Reviewers

Reviewers are asked to provide a general assessment of the paper, to make a recommendation regarding acceptance, and to provide detailed, constructive comments using the main section headings of the paper, that will help the author(s) improve their manuscript. Where possible, reviewers should provide references to support their comments. All reviewer comments sent to authors will be in an anonymised form.

Reviewers are not expected to correct spelling and grammar; if accepted, the paper will be fully proof read and edited.

Reviewers should alert the editors if they suspect unethical behaviour in the conduct of the research or its reporting eg. plagiarism.

Reviewers should aim to keep to agreed deadlines wherever possible. If a reviewer anticipates a problem in meeting the deadline for returning a review, they should email editor@selfcarejournal.com as soon as possible.

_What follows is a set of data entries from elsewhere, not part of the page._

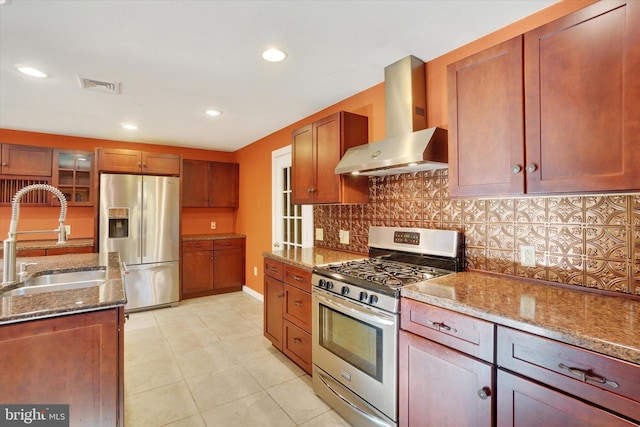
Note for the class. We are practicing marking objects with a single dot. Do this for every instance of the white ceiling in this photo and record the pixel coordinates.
(176, 58)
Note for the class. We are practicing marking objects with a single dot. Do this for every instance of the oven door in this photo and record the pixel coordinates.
(356, 345)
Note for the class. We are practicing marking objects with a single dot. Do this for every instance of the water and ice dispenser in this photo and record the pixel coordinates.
(118, 223)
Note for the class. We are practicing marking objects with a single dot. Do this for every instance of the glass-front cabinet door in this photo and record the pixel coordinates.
(73, 176)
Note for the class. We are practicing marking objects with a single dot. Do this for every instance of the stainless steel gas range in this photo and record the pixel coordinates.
(355, 309)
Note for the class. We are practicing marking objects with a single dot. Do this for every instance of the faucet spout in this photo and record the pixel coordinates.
(9, 245)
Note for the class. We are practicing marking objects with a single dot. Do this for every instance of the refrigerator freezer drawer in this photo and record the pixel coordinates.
(152, 285)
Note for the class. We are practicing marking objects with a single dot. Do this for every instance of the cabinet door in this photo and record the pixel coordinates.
(273, 306)
(583, 100)
(25, 160)
(70, 359)
(523, 403)
(197, 272)
(439, 386)
(228, 269)
(117, 160)
(486, 122)
(223, 185)
(303, 170)
(195, 183)
(327, 140)
(160, 164)
(73, 175)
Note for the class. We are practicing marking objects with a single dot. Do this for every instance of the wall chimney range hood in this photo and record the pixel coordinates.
(409, 146)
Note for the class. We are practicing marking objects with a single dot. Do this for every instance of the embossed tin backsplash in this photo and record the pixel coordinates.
(586, 240)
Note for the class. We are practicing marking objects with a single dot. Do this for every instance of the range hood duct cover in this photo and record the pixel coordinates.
(409, 146)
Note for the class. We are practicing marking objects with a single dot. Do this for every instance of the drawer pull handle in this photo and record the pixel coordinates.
(585, 376)
(442, 327)
(484, 393)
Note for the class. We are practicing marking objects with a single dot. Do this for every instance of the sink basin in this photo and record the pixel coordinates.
(60, 282)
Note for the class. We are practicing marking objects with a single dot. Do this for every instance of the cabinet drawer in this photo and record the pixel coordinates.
(297, 307)
(455, 330)
(273, 268)
(197, 245)
(297, 277)
(228, 244)
(597, 378)
(297, 345)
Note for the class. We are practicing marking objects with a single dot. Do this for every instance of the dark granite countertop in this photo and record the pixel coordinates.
(49, 304)
(605, 324)
(307, 258)
(218, 236)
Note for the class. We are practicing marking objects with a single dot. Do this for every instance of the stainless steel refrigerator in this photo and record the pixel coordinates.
(140, 219)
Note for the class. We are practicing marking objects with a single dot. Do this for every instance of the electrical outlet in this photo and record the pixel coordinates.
(528, 256)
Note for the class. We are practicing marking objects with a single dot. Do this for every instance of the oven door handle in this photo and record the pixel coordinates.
(362, 412)
(356, 312)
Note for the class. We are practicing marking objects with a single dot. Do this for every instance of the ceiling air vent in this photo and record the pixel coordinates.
(99, 85)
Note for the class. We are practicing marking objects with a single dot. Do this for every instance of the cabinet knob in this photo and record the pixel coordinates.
(484, 393)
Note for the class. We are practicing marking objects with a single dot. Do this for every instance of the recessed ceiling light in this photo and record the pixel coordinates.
(273, 55)
(30, 71)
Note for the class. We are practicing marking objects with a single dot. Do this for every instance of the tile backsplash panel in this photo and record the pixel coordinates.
(586, 240)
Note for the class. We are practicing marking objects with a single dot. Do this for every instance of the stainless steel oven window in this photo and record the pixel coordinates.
(354, 341)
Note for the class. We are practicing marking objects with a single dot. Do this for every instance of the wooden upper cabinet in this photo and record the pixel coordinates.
(25, 160)
(486, 122)
(210, 184)
(317, 149)
(132, 161)
(582, 102)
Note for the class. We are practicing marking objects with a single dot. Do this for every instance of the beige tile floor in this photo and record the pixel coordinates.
(206, 363)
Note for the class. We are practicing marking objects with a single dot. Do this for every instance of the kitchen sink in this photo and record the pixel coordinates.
(59, 282)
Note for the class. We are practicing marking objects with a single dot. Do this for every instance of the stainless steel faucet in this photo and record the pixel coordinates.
(9, 260)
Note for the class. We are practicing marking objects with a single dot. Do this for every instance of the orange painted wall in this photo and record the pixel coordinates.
(254, 214)
(81, 219)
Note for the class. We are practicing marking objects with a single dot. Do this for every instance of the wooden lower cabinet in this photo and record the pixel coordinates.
(439, 386)
(75, 359)
(524, 403)
(287, 311)
(212, 267)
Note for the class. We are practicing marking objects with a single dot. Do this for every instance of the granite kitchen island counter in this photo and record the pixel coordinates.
(605, 324)
(57, 303)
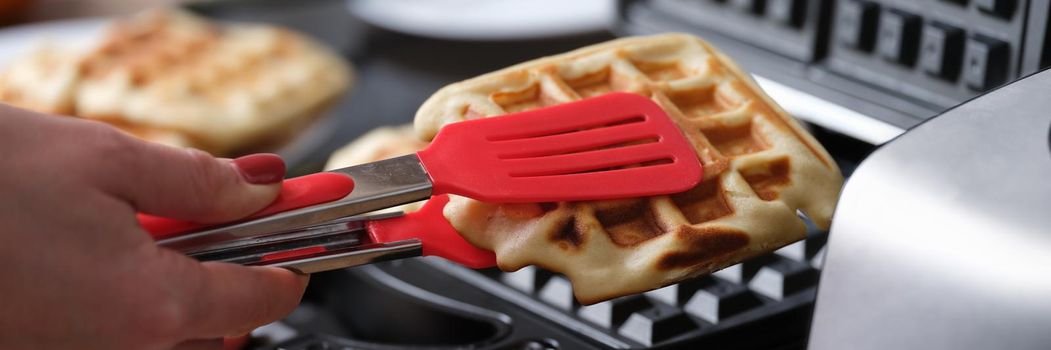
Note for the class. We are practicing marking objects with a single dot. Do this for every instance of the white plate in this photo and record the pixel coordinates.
(82, 34)
(487, 19)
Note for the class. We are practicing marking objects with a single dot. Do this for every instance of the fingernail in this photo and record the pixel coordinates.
(261, 168)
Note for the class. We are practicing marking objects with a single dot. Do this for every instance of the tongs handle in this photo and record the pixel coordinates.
(296, 192)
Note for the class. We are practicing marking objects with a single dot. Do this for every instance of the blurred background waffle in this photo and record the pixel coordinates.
(171, 77)
(763, 303)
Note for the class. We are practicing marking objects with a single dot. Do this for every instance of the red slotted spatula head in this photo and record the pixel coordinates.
(616, 145)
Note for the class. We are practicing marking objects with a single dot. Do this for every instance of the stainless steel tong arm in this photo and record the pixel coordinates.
(377, 185)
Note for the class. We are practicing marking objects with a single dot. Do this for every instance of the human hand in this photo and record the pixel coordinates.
(80, 273)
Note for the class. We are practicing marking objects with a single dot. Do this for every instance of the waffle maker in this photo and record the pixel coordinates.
(765, 303)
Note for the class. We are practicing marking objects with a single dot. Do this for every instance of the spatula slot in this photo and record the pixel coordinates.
(584, 125)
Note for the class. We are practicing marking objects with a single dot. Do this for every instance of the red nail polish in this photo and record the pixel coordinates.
(261, 168)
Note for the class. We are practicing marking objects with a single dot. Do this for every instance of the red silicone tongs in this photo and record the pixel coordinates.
(615, 145)
(354, 241)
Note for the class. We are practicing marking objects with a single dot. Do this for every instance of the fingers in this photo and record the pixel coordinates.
(189, 184)
(229, 300)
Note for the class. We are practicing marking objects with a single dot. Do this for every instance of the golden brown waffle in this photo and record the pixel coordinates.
(376, 145)
(760, 167)
(172, 77)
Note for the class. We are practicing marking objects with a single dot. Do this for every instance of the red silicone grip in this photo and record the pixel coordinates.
(439, 238)
(299, 192)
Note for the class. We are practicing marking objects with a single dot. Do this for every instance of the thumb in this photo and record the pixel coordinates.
(189, 184)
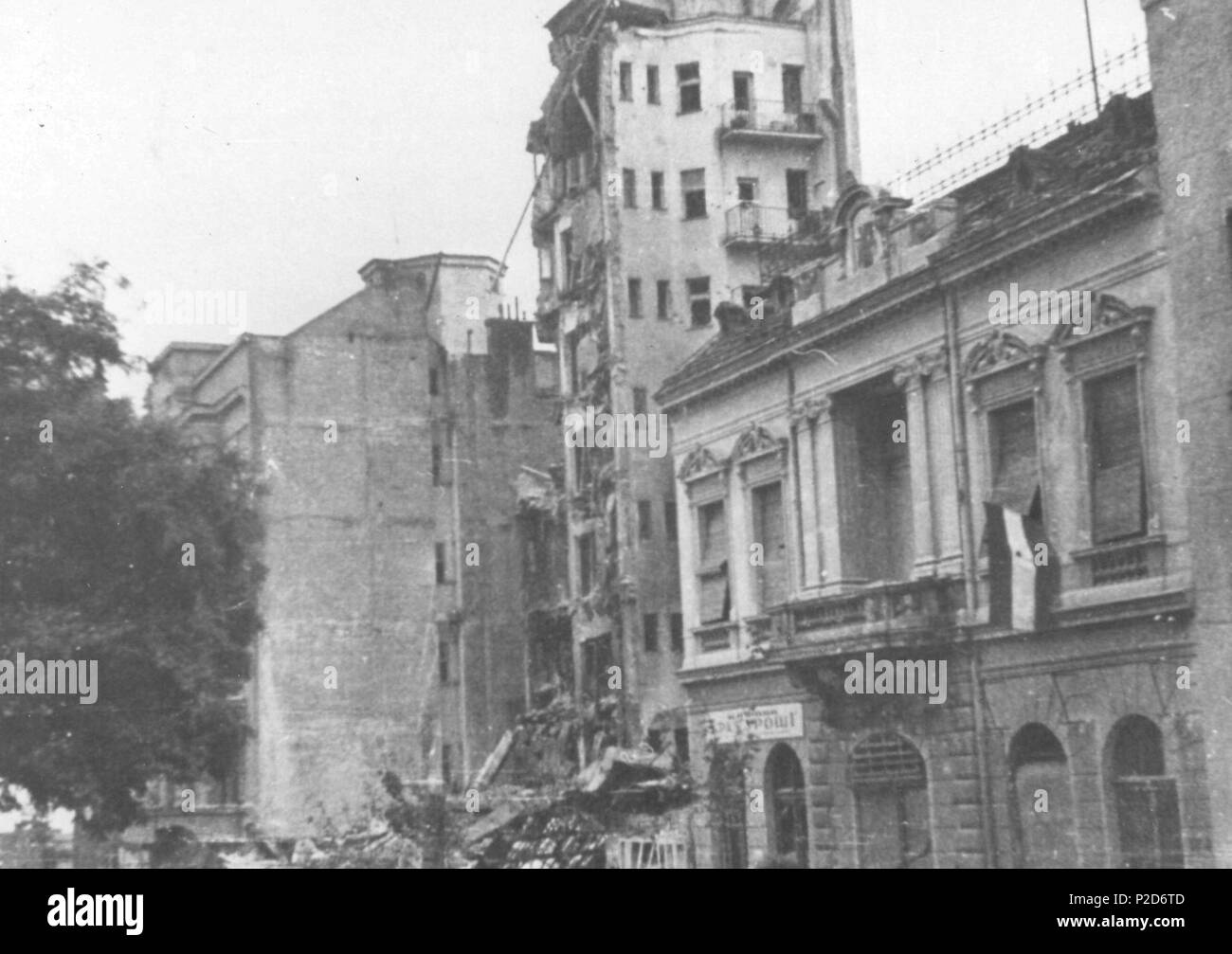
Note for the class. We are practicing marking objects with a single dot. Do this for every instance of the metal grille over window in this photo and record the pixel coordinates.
(887, 760)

Confidentiality: All manuscripts sent for peer review are confidential documents until formally published. Therefore, reviewers and members of the editorial staff must respect the authors’ rights by not publicly discussing the authors’ work or appropriating their ideas before the manuscript is published. Reviewers are not permitted to make copies of the manuscript for their files and are prohibited from sharing it with others, except with the editor’s permission. Reviewers should delete copies of manuscripts after submitting reviews.

Reviewers are asked to declare any competing or conflicting interests.


 

Guidelines for Recommendation

Minor revision: Recommended when the paper reports good research, but there are some minor issues requiring expansion or clarification.

Major revision: Recommended if, for example, additional controls are required to support the claims or the conclusion is not supported by the data, if further analysis is required that might change the conclusions, or if the methods used are inadequate or statistical errors have been made. If a study design cannot support the authors’ conclusions, it may be that some important or valuable messages can still be derived from the data, in which case, reviewers might suggest that a paper be rewritten as a short communication.

Rejection: Used for a study that is fundamentally flawed, extremely underpowered or adds no new knowledge.

Resubmission as short communication: Small studies reporting pilot data or novel ideas, or studies from developing countries that are not original but indicate good work, may be examples of papers suitable for resubmission as short communications.